In resolving a dispute over post-production cost deductions from oil and gas royalties (PPC’s), the court in Shirlaine West Properties Ltd et al v. Jamestown Resources, LLC and Total E&P USA, Inc. opined that the case ” … is yet another episode in the endless struggle in the oil and gas context between lessors and lessees in the allocation of [PPC’s] in the calculation of royalty payments.”
Was the lessor’s gas royalty burdened by PPC’s? Yes. The market value royalty clause unambiguously fixed the wellhead as the valuation point for royalty calculation.
The royalty clause
The lessor did its best to be free of PPCs:
- Royalty on gas was 25% of “ … market value at the point of sale, use or other disposition …
- … to be determined “ … at the specified location and by reference to the gross heating value …”.
- “The market value used in the calculation … shall never be less than the total proceeds received by Lessee in connection with a sale, use or other disposition … “.
- Royalty “ … shall be free and clear of all costs and expenses whatsoever, except ad valorem and production taxes.”
- … [N]otwithstanding any language herein to the contrary, all oil, gas or other proceeds accruing to Lessor … shall be without deduction for [PPC’s] … and costs resulting in enhancing the value could be deducted ” … but in no event would Lessor receive a price lower than or more than the price received by Lessee.”
- If Lessee realized proceeds after deduction for PPC’s “ … the proportionate part of such deductions shall be added to the total proceeds received by Lessee … . “.
- Heritage Resources v. NationsBank would have no application.
The lessees engaged in a complex marketing regime involving a series of transactions with related and unrelated entities and a weighted average sales price. There were no PPC activities at the wellhead and the gas required no special treatment to be sold and transported off the lease.
The court referred the reader to Bluestone Resources v. Randle for the basic structure of royalty terminology and for the historical legal background of treatment of oil and gas lease royalty clauses.
The court cited two examples of parties contracting for a lessor’s royalty to be free of PPC’s: “Proceeds” leases (Hyder v. Chesapeake) and “amount realized” leases (Bowden v. Phillips Petroleum). Those cases were no help to the lessors.

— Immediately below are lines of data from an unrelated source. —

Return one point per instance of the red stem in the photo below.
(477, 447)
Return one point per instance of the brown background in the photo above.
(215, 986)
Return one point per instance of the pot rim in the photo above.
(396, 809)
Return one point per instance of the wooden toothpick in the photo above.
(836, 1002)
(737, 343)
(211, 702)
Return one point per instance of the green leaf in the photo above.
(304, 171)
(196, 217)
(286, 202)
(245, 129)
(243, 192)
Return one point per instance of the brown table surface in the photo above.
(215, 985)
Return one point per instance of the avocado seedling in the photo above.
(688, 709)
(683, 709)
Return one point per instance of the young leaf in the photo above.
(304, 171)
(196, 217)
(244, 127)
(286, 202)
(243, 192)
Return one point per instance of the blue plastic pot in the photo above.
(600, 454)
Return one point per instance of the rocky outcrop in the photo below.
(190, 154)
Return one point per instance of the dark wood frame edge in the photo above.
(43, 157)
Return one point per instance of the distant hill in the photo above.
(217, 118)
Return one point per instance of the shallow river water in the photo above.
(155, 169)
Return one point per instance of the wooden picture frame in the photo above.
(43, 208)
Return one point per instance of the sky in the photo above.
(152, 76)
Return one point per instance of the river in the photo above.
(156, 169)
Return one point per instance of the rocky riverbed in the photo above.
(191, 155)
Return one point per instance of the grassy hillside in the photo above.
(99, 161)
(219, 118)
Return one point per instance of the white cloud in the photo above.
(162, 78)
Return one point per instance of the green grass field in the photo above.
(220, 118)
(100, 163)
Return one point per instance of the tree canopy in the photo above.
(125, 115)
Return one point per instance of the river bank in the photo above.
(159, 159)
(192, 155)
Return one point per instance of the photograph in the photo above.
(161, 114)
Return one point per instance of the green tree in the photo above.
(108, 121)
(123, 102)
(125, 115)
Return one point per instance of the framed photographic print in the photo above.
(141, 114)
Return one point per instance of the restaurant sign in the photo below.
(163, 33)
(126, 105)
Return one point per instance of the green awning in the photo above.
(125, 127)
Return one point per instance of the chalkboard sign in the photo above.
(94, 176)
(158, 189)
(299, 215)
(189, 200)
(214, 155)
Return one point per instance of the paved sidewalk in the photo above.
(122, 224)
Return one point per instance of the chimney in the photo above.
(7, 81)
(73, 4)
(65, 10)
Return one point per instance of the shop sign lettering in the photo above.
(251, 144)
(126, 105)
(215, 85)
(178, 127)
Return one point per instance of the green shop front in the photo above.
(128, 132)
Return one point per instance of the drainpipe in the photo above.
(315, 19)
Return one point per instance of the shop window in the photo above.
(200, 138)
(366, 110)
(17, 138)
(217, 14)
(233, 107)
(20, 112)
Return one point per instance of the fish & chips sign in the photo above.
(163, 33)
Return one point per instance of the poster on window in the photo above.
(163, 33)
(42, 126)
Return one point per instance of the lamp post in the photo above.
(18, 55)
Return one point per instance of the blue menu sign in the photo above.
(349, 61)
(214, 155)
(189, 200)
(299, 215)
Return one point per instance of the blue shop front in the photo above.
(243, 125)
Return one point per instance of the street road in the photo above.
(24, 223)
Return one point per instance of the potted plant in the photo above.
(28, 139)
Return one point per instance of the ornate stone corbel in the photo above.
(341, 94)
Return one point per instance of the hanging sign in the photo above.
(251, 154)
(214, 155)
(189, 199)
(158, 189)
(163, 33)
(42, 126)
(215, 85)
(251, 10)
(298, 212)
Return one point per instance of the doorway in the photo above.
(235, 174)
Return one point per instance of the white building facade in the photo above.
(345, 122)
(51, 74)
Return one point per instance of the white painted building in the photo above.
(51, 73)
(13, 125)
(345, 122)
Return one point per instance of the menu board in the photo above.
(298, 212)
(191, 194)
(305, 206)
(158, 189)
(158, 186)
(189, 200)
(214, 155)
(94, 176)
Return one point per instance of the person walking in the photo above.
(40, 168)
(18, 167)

The court considered the Supreme Court’s ruling in Burlington Resources that it had never construed a contractual amount-realized valuation method to trump a contractual at-the-well valuation point, thus neutering the effect of the language the lessor relied upon to avoid PPC’s.
Considering the entire writing in an effort to harmonize and give effect to all of its provisions so that none would be rendered meaningless, the court concluded that the first two sentences of the royalty clause set market value as the measure of value and set the location of the value at the point of sale. It was uncontroverted that the point of sale of the gas in question was at the wellhead. Potential sales at other points might appropriately fall within the ambit of Heritage Resources holding that provisions purporting to deduct or exempt PPC’s from the lessor’s royalty are considered surplusage. But the court was not presented with such facts and declined to prognosticate about them. Heritage was not applicable.
Lessor’s reliance on Hyder was misplaced: Overrides are generally subject to PPC’s. The court’s rationale for the holding in Hyder was never clearly explained. In any event, Hyder did not value the override on the market value at the well and thus did not control.